CUDA Hook Library: Failed to find symbol mem_find_dreg_entries, /autofs/nccs-svm1_home1/minsi/git/mpich.git.main/build-ucx-g-cuda10.1.243/test/mpi/pt2pt/pingping: undefined symbol: __PAMI_Invalidate_region 
  1. "Abort at src/util/mpir_pmi.c line 1105" when launching with jsrun. It is an MPICH/PMIx bug. Please watch out here for temporary workaround and final fix.

  2. "hydra_pmi_proxy: error while loading shared libraries: libcudart.so.10.1: cannot open shared object file: No such file or directory" when launching with mpiexec. It is because CUDA library path is not set on each compute node by default, but set by "jsrun". Workaround is to manually set CUDA library path in ~/.bashrc. Note that passing LD_LIBRARY_PATH to mpiexec cannot solve this issue, because hydra_pmi_proxy is launched before transferring environment variables.

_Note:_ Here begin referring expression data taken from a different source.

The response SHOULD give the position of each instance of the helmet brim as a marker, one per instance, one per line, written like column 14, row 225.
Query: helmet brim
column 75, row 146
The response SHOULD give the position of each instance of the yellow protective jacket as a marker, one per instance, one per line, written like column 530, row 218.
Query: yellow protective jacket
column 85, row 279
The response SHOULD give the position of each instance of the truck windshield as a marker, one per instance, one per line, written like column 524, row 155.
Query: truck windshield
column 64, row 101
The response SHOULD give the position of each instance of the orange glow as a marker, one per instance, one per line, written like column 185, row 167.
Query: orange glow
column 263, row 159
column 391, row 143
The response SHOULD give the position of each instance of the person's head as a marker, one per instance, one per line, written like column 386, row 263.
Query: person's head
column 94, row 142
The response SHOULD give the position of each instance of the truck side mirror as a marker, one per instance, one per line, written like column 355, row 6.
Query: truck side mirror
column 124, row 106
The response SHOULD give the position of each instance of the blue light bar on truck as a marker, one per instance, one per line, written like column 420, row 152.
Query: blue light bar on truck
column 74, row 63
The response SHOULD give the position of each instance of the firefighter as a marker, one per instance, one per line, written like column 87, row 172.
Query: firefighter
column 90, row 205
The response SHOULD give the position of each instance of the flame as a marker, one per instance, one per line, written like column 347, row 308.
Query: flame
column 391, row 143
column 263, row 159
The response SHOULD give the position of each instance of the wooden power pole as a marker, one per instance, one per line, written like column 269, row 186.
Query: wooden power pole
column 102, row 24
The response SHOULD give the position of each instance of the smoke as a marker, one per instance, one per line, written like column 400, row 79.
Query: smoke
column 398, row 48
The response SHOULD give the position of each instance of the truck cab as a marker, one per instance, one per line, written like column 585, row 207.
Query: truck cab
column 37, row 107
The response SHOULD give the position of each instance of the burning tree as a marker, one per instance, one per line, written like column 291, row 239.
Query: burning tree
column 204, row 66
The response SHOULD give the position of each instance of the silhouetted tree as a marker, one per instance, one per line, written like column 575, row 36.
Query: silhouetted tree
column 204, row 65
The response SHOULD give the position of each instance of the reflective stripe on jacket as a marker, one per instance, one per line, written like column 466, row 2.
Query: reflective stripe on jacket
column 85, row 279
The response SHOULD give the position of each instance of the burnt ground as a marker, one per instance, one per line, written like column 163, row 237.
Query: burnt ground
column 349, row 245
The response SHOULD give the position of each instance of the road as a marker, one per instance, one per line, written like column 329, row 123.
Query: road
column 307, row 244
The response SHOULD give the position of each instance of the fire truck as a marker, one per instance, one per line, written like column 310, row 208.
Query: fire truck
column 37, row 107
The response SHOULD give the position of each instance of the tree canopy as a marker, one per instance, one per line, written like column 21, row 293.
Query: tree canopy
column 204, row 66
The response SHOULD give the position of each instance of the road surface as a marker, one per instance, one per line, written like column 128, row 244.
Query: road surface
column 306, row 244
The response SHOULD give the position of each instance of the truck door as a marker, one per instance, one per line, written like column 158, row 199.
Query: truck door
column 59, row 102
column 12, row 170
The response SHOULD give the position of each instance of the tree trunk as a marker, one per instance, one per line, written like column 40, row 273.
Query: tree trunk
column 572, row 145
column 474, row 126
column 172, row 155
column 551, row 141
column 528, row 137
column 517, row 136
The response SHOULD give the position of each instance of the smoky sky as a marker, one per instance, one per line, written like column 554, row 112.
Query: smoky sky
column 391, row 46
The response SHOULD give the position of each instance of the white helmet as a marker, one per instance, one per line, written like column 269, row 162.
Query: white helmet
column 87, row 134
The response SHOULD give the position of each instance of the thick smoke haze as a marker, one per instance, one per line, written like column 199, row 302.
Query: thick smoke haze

# write into ~/.bashrc, here is example for cuda/10.1.243
export LD_LIBRARY_PATH=/sw/summit/cuda/10.1.243/lib64:$LD_LIBRARY_PATH
  1. Cannot find any library linked to executable when launching with mpiexec. Manually transfer LD_LIBRARY_PATH to compute node by setting LD_LIBRARY_PATH=$(jsrun -n 1 -r 1 echo $LD_LIBRARY_PATH) before mpiexec.

  2. Yaksa error "Caught signal 11 (Segmentation fault: invalid permissions for mapped object at address 0x2000fbe00008)" when launching with mpiexec and using GPU buffer in MPI communication. You may also say the warning from Yaksa (see below). The reason is that Summit by default sets "EXCLUSIVE_PROCESS" compute node (see here) but does not set "CUDA_VISIBLE_DEVICES". The solution is to use mpiexec GPU binding option "-gpus-per-proc" (e.g., set "-gpus-per-proc=1" will bind one GPU for each rank)

[yaksa] ====> Disabling CUDA support <====
[yaksa] CUDA is setup in exclusive compute mode, but CUDA_VISIBLE_DEVICES is not set
[yaksa] You can silence this warning by setting CUDA_VISIBLE_DEVICES
  1. UCX error "Invalid parameter" reported at MPI init. This error is reported when using MPICH/main with UCX 1.9.0. Confirmed UCX 1.10.0 or an older UCX version does not cause this issue.
Abort(271159951) on node 0 (rank 0 in comm 0): Fatal error in PMPI_Init_thread: Other MPI error, error stack:
PMPI_Init_thread(103).......: MPI_Init_thread(argc=0x7ffff9c22640, argv=0x7ffff9c22648, required=0, provided=0x7ffff9c2243c) failed
MPII_Init_thread(196).......:
MPID_Init(475)..............:
MPID_Init_world(626)........:
MPIDI_UCX_mpi_init_hook(275):
init_worker(71).............:  ucx function returned with failed status(ucx_init.c 71 init_worker Invalid parameter)